Tams-Witmark is an American company that provides professional and amateur theaters license to Broadway musical scripts and scores. Among the many notable properties handled by the company are Kiss Me, Kate; My Fair Lady; Gypsy; Bye Bye Birdie; Hello, Dolly!; Cabaret; Man of La Mancha and A Chorus Line. The company has also acquired numerous properties often inspired by or based upon motion pictures or comic strips, such as 42nd Street, The Wizard of Oz, Meet Me In St. Louis, You're a Good Man, Charlie Brown, and Li'l Abner. The company has also prepared for licensing simpler, shorter derivative works for performance by elementary and middle school students, such as an abbreviated version of Bye, Bye Birdie.

==History==
In 1922, Sargent Aborn (1867–1956), brother of Milton Aborn (1864–1933), both of the Aborn Opera Company, acquired the Arthur W. Tams (1848–1927) music library, a collection that had become the largest circulating music library in the world — and by extension, Witmark's biggest competitor in the music-rental field. In January 1925, the company was formed as a merger of the Arthur W. Tams Music Library (1870) and the M. Witmark & Sons Music Library, ending 30 years of intense rivalry. The combined company, operating as the Tam-Witmark Music Library Inc. (a New York corporation) secured its position as the largest source of musical-comedy and operatic music for amateur and professional productions.

At the time of the merger, the company managed the works of such notable composers as John Philip Sousa, Franz Lehár and Victor Herbert. Shortly after consolidation, it also began to manage music by George and Ira Gershwin, Cole Porter, Jerome Kern, Guy Bolton and P.G. Wodehouse. It added to its collection during those early years two of its most popular works, Anything Goes and Girl Crazy, on which was based the musical Crazy for You. The company has continued to expand its collection with many notable and award-winning musicals, including more recently The Will Rogers Follies, Titanic and City of Angels.
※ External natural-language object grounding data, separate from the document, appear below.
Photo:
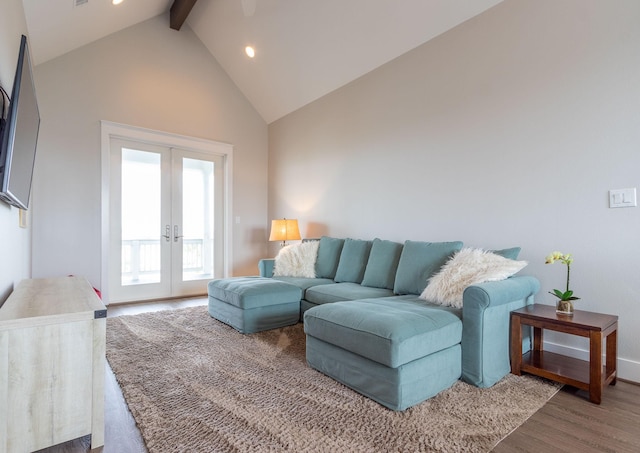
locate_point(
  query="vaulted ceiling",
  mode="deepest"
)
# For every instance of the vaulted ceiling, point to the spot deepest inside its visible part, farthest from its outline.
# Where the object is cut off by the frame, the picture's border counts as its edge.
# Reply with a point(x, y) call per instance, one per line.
point(304, 48)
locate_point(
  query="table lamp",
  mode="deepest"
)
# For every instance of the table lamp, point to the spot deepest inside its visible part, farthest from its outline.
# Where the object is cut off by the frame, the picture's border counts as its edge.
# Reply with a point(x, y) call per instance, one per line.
point(284, 230)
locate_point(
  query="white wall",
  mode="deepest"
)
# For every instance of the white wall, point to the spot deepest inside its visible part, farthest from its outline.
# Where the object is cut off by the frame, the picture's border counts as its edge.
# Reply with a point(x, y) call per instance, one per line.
point(507, 130)
point(147, 76)
point(15, 249)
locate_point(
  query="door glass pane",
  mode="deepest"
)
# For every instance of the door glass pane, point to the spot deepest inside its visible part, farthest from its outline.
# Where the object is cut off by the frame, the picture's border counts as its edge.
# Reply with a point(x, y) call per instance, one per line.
point(197, 219)
point(140, 217)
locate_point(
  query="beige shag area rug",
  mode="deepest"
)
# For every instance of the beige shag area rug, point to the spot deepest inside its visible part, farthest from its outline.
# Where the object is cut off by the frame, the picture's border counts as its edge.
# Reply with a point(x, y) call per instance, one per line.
point(194, 384)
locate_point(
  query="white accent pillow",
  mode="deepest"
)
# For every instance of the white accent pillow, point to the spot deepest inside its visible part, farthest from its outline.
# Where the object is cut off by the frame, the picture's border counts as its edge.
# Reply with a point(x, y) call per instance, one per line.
point(297, 260)
point(467, 267)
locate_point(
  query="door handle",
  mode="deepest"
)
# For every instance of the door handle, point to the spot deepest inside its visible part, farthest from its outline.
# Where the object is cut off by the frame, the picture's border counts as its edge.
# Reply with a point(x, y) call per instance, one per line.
point(175, 233)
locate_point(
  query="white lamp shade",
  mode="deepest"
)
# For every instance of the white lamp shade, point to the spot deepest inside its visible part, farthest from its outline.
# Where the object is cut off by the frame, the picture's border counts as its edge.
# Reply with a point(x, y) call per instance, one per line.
point(284, 230)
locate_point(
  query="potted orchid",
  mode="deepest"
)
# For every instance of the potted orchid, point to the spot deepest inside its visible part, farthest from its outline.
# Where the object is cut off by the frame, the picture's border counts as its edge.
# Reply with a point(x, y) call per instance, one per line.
point(566, 298)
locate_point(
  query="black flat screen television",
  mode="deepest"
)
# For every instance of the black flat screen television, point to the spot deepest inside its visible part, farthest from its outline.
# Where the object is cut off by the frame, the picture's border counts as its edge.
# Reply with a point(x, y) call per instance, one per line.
point(19, 136)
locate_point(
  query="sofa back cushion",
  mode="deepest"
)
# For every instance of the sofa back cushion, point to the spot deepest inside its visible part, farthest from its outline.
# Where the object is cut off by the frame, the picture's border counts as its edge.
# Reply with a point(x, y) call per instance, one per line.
point(511, 253)
point(328, 256)
point(419, 261)
point(353, 261)
point(382, 265)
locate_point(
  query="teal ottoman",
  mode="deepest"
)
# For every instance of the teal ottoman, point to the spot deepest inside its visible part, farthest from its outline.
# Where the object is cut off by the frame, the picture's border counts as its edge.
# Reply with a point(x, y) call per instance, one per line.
point(253, 304)
point(395, 351)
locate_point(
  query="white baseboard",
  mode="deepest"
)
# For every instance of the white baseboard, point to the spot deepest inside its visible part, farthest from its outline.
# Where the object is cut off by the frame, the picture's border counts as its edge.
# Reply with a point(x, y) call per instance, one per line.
point(628, 370)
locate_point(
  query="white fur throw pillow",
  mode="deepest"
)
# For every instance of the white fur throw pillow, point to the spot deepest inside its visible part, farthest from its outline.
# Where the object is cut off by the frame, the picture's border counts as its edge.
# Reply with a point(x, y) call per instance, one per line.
point(467, 267)
point(297, 260)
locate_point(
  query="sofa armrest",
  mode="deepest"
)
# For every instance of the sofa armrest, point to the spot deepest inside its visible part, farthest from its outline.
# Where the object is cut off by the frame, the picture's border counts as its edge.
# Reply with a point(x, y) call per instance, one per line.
point(266, 267)
point(486, 327)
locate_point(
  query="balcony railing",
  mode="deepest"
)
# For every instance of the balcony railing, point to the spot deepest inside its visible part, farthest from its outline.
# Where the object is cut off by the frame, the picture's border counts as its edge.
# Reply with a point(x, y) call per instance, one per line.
point(141, 259)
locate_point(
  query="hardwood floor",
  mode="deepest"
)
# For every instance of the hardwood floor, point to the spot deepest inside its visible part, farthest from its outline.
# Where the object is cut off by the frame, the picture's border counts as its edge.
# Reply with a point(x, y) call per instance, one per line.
point(567, 423)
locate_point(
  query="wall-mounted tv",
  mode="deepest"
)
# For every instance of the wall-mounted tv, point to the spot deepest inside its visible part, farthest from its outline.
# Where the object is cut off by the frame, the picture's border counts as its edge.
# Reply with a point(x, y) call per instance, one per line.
point(19, 135)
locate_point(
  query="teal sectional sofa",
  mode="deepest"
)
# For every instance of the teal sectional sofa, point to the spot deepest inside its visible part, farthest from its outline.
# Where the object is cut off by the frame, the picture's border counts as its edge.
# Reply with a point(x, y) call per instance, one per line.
point(368, 327)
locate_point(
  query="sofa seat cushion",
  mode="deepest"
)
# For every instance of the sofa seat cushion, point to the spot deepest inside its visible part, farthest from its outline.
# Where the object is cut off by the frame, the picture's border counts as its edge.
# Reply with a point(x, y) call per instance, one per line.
point(337, 292)
point(253, 292)
point(391, 331)
point(304, 283)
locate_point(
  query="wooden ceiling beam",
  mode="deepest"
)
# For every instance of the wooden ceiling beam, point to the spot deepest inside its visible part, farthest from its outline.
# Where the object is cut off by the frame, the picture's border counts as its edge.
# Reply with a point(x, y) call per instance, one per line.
point(179, 12)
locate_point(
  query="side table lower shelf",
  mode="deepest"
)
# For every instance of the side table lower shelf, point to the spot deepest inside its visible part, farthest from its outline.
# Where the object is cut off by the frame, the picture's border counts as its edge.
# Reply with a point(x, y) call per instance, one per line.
point(561, 368)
It was announced that Tams-Witmark now holds the licensing to "Lysistrata Jones".

Sargent Aborn was president of Tams-Witmark from its founding until his death in 1957. In 1942, Sargent Aborn and his son, Louis Henry Aborn (1912–2005), acquired the rights to the Tams Library. As of 2014, the co-chairmen were Robert Aborn Hut (born 1935) and Sargent Louis Aborn (born 1948) and the executive vice-president was Peter Aborn Hut (born 1940). All three are grandchildren of Sargent Aborn. In January 2022, Sargent Louis Aborn retired as the company's CEO, a role he served in for over 40 years.

Tams-Witmark was acquired by Concord Bicycle Music in early 2018.